Thread: What is an item pointer, anyway?
itemid.h introduces the struct ItemIdData as follows: /* * An item pointer (also called line pointer) on a buffer page Meanwhile, itemptr.h introduces the struct ItemPointerData as follows: /* * ItemPointer: * * This is a pointer to an item within a disk page of a known file * (for example, a cross-link from an index to its parent table). It doesn't seem reasonable to assume that you should know the difference based on context. The two concepts are closely related. An ItemPointerData points to a block, as well as the, uh, item pointer within that block. This ambiguity is avoidable, and should be avoided. ISTM that the least confusing way of removing the ambiguity would be to no longer refer to ItemIds as item pointers, without changing anything else. -- Peter Geoghegan
On Fri, Apr 26, 2019 at 2:19 PM Peter Geoghegan <pg@bowt.ie> wrote:
itemid.h introduces the struct ItemIdData as follows:
/*
* An item pointer (also called line pointer) on a buffer page
Meanwhile, itemptr.h introduces the struct ItemPointerData as follows:
/*
* ItemPointer:
*
* This is a pointer to an item within a disk page of a known file
* (for example, a cross-link from an index to its parent table).
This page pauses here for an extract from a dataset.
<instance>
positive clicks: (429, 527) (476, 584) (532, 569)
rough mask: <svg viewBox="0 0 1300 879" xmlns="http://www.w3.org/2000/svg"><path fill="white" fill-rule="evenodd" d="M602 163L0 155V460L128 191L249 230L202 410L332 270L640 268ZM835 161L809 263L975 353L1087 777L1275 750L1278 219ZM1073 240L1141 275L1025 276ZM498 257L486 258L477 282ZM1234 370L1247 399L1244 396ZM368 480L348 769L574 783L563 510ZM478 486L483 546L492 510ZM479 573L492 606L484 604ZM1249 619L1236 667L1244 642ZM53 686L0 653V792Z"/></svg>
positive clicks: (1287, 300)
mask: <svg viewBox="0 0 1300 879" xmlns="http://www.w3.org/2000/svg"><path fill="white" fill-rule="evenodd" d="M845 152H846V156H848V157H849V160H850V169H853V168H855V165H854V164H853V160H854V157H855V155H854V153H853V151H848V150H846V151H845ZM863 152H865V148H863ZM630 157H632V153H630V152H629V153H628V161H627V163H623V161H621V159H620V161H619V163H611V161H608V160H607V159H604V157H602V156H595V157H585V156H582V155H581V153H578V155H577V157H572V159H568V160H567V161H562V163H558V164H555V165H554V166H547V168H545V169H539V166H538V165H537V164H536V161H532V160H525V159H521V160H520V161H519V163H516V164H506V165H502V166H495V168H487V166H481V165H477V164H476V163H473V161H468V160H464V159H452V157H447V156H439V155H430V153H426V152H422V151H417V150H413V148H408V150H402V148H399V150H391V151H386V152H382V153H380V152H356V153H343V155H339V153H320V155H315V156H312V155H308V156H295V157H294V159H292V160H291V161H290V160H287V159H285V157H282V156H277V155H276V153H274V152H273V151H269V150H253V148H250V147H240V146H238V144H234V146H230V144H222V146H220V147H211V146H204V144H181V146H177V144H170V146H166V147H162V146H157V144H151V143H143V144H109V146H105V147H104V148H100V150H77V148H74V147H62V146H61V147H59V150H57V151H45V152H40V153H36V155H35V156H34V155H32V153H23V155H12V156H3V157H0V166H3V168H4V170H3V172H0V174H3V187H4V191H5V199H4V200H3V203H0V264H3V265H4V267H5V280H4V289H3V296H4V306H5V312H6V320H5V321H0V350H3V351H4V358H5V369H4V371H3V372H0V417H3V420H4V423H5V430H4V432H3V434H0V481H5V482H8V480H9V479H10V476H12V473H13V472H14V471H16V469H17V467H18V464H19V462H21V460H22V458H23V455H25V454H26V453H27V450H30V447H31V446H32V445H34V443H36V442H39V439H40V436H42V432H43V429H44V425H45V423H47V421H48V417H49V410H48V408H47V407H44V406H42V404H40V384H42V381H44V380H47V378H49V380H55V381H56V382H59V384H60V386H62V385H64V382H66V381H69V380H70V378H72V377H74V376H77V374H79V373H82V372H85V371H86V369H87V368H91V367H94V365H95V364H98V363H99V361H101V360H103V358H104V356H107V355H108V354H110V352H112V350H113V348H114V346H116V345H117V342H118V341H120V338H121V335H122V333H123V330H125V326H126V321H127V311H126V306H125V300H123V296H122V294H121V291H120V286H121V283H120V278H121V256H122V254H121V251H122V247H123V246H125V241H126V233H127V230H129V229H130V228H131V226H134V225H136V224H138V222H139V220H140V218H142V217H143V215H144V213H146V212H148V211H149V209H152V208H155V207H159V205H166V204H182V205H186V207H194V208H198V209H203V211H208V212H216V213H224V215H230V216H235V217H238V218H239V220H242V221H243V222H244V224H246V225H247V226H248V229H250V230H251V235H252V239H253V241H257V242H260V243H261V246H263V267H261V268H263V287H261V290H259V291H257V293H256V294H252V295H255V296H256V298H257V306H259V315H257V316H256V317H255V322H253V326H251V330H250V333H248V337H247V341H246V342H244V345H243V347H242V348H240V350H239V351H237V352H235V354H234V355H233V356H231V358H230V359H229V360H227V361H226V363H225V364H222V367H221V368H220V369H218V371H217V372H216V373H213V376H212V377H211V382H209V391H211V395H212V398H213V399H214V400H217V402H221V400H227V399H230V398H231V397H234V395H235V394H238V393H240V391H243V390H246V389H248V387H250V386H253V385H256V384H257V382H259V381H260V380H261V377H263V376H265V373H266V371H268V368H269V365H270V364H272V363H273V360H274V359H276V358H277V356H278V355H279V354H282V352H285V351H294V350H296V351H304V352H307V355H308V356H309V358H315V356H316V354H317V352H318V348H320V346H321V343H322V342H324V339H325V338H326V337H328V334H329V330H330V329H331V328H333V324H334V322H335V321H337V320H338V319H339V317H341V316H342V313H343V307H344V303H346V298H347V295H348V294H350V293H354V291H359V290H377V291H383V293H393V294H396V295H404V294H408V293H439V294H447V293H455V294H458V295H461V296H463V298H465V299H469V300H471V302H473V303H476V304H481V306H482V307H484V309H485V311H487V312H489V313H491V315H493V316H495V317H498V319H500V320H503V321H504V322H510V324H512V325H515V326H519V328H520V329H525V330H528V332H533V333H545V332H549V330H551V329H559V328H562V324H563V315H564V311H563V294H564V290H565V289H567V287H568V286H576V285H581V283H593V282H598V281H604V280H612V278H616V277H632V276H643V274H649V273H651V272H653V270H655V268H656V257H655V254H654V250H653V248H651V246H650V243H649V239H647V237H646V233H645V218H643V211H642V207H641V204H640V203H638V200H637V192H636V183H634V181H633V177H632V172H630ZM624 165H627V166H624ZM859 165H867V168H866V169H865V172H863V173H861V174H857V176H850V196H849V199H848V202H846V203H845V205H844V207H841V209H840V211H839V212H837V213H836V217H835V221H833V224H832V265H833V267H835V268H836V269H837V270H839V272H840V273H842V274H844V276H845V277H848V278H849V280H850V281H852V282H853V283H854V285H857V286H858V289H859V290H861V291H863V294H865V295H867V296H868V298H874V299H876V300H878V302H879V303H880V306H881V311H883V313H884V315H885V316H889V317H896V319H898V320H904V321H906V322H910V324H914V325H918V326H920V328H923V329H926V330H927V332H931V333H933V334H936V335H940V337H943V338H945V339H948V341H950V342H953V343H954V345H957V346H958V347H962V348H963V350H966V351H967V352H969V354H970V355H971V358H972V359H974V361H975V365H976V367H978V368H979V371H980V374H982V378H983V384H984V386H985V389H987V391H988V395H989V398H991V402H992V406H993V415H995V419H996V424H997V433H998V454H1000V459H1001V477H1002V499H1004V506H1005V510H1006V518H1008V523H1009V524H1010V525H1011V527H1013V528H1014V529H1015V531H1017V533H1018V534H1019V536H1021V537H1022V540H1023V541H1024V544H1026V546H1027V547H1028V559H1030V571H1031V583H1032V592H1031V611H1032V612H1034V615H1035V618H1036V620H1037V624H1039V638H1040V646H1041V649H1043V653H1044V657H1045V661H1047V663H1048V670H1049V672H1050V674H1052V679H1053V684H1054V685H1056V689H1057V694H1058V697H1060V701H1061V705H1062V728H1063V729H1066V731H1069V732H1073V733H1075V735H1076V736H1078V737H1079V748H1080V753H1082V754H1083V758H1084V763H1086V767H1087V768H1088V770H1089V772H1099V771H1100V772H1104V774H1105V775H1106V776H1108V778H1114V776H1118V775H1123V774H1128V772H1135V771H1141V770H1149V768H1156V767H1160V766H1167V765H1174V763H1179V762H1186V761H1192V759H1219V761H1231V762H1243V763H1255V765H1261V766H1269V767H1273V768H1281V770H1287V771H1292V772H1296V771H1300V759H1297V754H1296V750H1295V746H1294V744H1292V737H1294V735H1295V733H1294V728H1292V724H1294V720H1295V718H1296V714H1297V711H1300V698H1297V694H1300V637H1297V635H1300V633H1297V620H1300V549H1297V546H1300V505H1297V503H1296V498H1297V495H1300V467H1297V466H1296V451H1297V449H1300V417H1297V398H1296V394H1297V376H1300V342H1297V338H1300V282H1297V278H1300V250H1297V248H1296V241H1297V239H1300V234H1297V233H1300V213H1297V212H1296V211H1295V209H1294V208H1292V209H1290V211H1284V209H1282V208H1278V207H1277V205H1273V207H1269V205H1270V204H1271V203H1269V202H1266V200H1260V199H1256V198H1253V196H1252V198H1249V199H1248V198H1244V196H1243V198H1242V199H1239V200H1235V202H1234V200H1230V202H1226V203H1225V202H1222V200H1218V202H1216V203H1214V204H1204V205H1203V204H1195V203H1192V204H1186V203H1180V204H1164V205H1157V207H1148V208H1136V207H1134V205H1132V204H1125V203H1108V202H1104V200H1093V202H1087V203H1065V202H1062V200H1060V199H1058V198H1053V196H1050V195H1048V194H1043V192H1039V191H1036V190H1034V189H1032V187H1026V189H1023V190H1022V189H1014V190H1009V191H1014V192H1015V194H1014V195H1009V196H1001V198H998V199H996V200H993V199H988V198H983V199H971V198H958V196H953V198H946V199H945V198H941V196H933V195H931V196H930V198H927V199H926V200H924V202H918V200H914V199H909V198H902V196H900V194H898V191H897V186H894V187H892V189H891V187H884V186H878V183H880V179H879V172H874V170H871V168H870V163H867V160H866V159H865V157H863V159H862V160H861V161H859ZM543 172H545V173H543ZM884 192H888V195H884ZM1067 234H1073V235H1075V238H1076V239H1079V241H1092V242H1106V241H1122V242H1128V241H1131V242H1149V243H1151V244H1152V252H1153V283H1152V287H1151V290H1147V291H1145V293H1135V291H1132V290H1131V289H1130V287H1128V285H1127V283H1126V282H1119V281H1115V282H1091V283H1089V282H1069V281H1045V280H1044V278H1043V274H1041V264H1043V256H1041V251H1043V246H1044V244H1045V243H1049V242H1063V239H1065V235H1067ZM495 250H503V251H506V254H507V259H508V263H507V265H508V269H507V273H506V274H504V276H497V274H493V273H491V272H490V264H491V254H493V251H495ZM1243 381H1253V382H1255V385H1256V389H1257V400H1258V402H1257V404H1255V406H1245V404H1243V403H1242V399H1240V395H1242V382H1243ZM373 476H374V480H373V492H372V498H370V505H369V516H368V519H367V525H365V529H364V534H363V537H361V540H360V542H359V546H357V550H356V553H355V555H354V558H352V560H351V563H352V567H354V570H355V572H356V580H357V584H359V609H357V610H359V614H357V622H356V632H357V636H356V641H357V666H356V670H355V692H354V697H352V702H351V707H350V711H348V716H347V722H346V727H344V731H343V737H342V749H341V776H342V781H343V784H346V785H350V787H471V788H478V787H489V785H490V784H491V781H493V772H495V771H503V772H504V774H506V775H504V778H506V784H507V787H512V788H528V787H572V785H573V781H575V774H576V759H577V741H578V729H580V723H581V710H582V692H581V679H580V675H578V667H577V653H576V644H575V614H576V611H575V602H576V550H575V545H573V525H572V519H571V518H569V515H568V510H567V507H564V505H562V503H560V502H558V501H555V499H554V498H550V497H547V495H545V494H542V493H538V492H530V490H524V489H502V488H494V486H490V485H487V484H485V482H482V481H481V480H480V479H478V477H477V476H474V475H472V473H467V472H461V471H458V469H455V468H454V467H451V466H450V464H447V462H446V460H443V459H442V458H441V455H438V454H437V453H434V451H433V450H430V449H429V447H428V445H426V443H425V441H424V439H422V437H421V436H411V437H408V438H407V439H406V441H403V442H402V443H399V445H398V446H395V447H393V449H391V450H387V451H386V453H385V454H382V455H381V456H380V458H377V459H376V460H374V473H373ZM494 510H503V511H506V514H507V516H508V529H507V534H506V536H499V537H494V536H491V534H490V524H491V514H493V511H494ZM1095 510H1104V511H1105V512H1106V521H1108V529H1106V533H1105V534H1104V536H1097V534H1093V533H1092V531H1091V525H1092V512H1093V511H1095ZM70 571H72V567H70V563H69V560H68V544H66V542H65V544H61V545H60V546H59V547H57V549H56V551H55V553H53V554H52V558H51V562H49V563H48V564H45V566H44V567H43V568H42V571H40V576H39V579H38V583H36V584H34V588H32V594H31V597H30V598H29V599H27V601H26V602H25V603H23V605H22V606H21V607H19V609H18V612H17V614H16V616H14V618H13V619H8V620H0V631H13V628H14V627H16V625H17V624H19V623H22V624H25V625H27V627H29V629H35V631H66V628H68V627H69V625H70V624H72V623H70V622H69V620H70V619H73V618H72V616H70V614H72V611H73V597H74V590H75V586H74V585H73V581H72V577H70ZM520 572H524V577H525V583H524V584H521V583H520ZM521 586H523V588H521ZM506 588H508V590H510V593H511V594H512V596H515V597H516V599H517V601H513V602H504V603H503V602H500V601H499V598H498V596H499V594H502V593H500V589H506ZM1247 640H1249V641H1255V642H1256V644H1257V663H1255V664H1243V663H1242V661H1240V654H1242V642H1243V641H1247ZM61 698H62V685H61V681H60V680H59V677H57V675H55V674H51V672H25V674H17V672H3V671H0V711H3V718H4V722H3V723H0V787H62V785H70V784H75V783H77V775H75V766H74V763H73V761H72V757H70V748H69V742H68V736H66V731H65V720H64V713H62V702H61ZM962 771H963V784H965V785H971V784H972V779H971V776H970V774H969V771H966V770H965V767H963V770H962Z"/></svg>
It doesn't seem reasonable to assume that you should know the
difference based on context. The two concepts are closely related. An
ItemPointerData points to a block, as well as the, uh, item pointer
within that block.
This ambiguity is avoidable, and should be avoided.
Agree.
ISTM that the
least confusing way of removing the ambiguity would be to no longer
refer to ItemIds as item pointers, without changing anything else.
How about we rename ItemPointerData to TupleIdentifier or ItemIdentifier instead and leave ItemPointer or Item confined to AM term, where item can be tuple, datum or anything else ?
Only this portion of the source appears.